VC: There are several strategies that are being developed in the field. These strategies range from the use of recombinant harmless viruses that encode tumour proteins that can be used to elicit tumour-specific immune responses. Other strategies are based on the injection of recombinant proteins - tumour proteins - together with adjuvants which are molecules that can enhance and boost the immune response. We are also purifying dendritic cells which are very powerful white blood cells, and pulse them with tumour fragments in order to elicit an immune response. Other groups are isolating, from patients, tumour-specific lymphocytes, expanding them in vitro, enhancing the affinity of their receptor - the receptor which is capable of recognising tumour cells - and then injecting them in vivo. But by far the most exciting development in the field is the use of antibodies which can block inhibiting signals in T cells, lowering the threshold of activation of T cells. In this way we can harness the immune system in order to recognise tumour cells more efficiently.
Q: What are the most important lines of research that have developed in the past 5 or 10 years?
VC: I think that by far, the most efficient cancer vaccine today is the vaccine against papilloma virus. As you know the injection of this vaccine has been shown to prevent, in a very large proportion of individuals, the incidence of cervical cancer. This family of vaccines is called prophylactic vaccines because they are designed to prevent the onset of cancer. The development of therapeutic vaccines is much more challenging. The difficulty here is that for therapeutic vaccines, vaccines for patients that have cancer, you need to expand a large number of tumour-specific lymphocytes. These lymphocytes need to home in to the tumour, and once they’ve reached the tumour they need to survive in a very nasty environment. They need to overcome all the immunosuppressive mechanisms that the tumour is switching on in order to supress the immune response. It is very challenging but in the last few years there has been a sea change in this field with the use of antibodies that can block inhibitory signals, antibodies such as ipilimumab (an anti CTLA-4). It has been shown that melanoma patients that receive these antibodies, 20% of these patients can have complete regression. Although there are side-effects, the initial results are extremely exciting because they pave the way towards strategies where these antibodies will be combined together with vaccination strategies that will specifically enhance tumour-specific T cells.
Q: Why does your line of research matter? Why should we put money into it?

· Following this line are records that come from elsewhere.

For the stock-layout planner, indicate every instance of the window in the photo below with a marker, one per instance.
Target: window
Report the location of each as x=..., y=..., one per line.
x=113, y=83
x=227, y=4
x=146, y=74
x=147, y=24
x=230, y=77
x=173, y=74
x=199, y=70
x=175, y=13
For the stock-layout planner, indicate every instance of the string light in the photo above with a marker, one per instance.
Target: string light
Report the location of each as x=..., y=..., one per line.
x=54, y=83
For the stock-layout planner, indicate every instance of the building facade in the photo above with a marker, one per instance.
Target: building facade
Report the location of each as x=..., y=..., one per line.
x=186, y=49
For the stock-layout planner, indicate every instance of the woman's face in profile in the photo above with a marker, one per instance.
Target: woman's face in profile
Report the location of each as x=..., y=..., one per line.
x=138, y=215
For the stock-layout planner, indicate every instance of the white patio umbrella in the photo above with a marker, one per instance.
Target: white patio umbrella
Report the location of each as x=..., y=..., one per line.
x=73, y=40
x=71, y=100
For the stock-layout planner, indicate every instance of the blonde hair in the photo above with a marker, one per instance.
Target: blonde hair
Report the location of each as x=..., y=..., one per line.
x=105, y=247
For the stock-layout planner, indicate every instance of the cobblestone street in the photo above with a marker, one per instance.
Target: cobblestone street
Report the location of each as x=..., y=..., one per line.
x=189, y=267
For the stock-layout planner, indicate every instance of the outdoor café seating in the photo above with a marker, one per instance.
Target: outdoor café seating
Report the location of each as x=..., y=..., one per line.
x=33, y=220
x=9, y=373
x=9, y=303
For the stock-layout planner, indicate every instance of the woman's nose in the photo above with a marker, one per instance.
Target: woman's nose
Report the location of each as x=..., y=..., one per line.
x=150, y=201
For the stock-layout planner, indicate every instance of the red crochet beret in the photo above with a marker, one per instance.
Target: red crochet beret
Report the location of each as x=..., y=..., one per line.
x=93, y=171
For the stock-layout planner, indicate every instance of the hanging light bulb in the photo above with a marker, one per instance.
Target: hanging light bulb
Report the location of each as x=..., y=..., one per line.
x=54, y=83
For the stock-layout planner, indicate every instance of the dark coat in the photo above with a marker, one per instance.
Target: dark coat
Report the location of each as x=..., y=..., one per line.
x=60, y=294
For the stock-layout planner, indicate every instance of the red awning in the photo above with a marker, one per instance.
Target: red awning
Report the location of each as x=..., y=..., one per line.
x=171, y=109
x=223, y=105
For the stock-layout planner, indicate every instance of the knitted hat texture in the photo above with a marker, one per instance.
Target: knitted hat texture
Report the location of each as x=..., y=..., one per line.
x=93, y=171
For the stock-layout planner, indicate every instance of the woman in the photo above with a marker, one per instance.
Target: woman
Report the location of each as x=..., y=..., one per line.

VC: My research program is mainly focused on two complementary lines of research. One is the characterisation of adjuvants, small molecules that can harness and expand both the innate and the adaptive immune systems. By doing this we will enhance both antibody responses and T cell responses. In parallel, I am also dissecting several mechanisms that tumours use to suppress the immune response. The reason why it matters is because every year, just in the UK, 160,000 people die of cancer. This is the equivalent to the population of Oxford that every year dies of cancer so I think this is why it matters.
Q: How does your research fit into translational medicine within the department?
VC:Well it fits very well. Those adjuvants, those compounds that we are optimising and characterising in my lab will be used in cancer vaccines, in vaccination strategies in melanoma patients next year in a clinical trial that will be funded both by the Medical Research Council and the Ludwig Institute for Cancer Research. It is very much in line with the direction of travel of the department but also with the overall themes that are currently being developed within the Human Immunology Unit that focus on translating basic results into the clinic.